1)The *a'*s and and *pHdi*'s are not those of the malts actually being mashed but rather estimates based on color (which isn't a very good basis for estimates) or similarity to measurements made on another malt which measurements were not as good as they could be

2)The malt model is linear and malts aren't. This results in error through a couple of mechanisms but for base malts these are small as pH and pHdi are close. In colored malts the errors are larger but it is tempting to think that as the the amounts of those malts are small in proportion to the base malts those larger errors might not be significant. We can't reason this problem away in this manner though because the volume of protons contributed by those dark malts is of comparable magnitude to the volume absorbed by the base malts. Better predictions are, thus, possible when dark malts are not used or when they are small contributors to proton supply.

3)The proton deficit is not fixed at 90% of the alkalinity. While an accurate model for water proton demand is not complicated it is a function of mash pH (dependence on mash pH is not linear), water supply pH, alkalinity and the end point pH used in determining the alkalinity. Consequently better predictions are possible if the mash liquor has no alkalinity.

The linear model is subject to the limitations discussed above. We can't really fix the linear model because the problem isn't linear. But it isn't a terrible model either. Thousands have used it for years. Can we improve it? Clearly if one puts a's and *pHdi*'s into his spreadsheet that better models the actual malts he is using he should get better results than if he uses one's that don't match well. This is why if you know that your program always under estimates pH (too much acid) when you use a particular malt you can tweak it to give a higher pH answer either by increasing pHdi or decreasing a for that malt.

pH = (mEq/kg)/a + pHdi

By getting a closer match to Crisp Maris Otter using this approach you may be worsening the match for Muntons MO etc.

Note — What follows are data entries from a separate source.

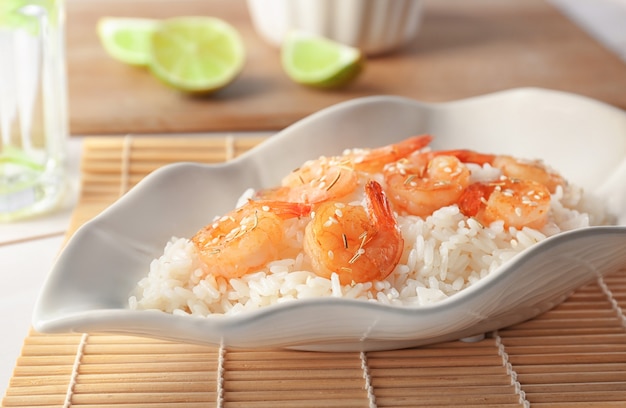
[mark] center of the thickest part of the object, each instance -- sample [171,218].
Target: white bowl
[88,287]
[374,26]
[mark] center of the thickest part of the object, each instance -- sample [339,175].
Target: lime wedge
[127,39]
[318,61]
[196,54]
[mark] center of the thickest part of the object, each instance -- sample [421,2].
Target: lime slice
[197,54]
[127,39]
[318,61]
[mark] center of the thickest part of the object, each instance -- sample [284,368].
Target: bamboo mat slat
[571,356]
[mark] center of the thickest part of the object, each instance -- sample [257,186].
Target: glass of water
[33,107]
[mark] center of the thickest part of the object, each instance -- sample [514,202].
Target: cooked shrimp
[246,238]
[424,183]
[373,160]
[323,179]
[519,203]
[512,167]
[360,244]
[335,177]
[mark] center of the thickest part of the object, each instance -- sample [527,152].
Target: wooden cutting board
[464,48]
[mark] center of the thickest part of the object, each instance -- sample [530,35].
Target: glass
[33,107]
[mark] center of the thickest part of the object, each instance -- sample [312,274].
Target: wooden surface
[571,356]
[464,48]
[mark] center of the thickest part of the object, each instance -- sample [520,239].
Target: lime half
[196,54]
[318,61]
[127,39]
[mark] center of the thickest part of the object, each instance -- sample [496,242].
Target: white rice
[444,254]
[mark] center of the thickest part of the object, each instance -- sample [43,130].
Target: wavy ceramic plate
[88,287]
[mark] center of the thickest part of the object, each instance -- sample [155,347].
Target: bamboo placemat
[571,356]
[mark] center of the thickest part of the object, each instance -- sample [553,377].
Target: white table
[28,249]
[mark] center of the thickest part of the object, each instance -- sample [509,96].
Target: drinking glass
[33,107]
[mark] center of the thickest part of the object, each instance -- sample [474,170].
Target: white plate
[88,288]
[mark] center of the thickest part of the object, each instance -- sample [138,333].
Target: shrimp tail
[388,250]
[468,156]
[381,213]
[284,209]
[472,199]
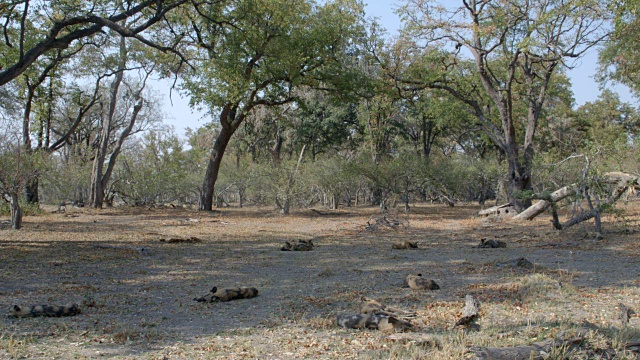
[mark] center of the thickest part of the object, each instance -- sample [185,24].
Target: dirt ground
[134,279]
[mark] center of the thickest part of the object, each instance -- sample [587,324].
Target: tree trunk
[519,180]
[544,204]
[213,167]
[31,191]
[97,184]
[16,211]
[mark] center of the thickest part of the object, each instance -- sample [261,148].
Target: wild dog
[228,294]
[417,282]
[372,322]
[371,306]
[405,245]
[302,245]
[491,244]
[44,310]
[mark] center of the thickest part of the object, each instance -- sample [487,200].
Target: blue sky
[585,88]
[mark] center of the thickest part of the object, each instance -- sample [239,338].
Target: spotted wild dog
[372,322]
[44,310]
[417,282]
[302,245]
[491,244]
[405,245]
[371,306]
[228,294]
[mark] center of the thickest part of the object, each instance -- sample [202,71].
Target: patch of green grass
[537,286]
[16,346]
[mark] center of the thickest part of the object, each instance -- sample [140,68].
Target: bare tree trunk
[286,204]
[542,205]
[213,168]
[97,184]
[16,211]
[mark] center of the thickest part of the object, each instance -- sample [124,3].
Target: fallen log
[542,205]
[470,312]
[623,182]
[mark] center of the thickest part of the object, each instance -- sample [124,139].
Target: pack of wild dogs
[373,314]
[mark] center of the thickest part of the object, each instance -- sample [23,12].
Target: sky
[584,86]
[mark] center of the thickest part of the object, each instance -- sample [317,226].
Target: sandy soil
[135,286]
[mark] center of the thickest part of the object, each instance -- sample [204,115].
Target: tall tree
[33,28]
[257,52]
[499,58]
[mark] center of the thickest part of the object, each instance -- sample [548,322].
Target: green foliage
[157,170]
[250,56]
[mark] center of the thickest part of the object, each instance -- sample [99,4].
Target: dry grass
[136,290]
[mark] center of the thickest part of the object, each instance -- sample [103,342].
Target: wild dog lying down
[491,244]
[228,294]
[417,282]
[302,245]
[372,322]
[405,245]
[44,310]
[371,306]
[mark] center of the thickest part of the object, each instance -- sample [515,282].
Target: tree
[499,58]
[33,28]
[257,52]
[17,167]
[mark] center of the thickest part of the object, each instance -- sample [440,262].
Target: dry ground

To get better answers you will have to go to the full up (non linear) model. The implications of this are

1)You will have to use iterative solution techniques to get pH estimates. This is actually easy enough to do in Excel using the Solver but that terrifies people for some reason. Palmer, for example, refused to even mention it in his book.

2)You have to get values not only for pHdi and a but for b and c as well and this really puts you back into the same boat of having to find someone who is going to do measurements. If you are a large operation that buys malts by the rail car or if we could ever convince the maltsters to include some data about there malts at other pH values this is worth considering. Otherwise, probably not.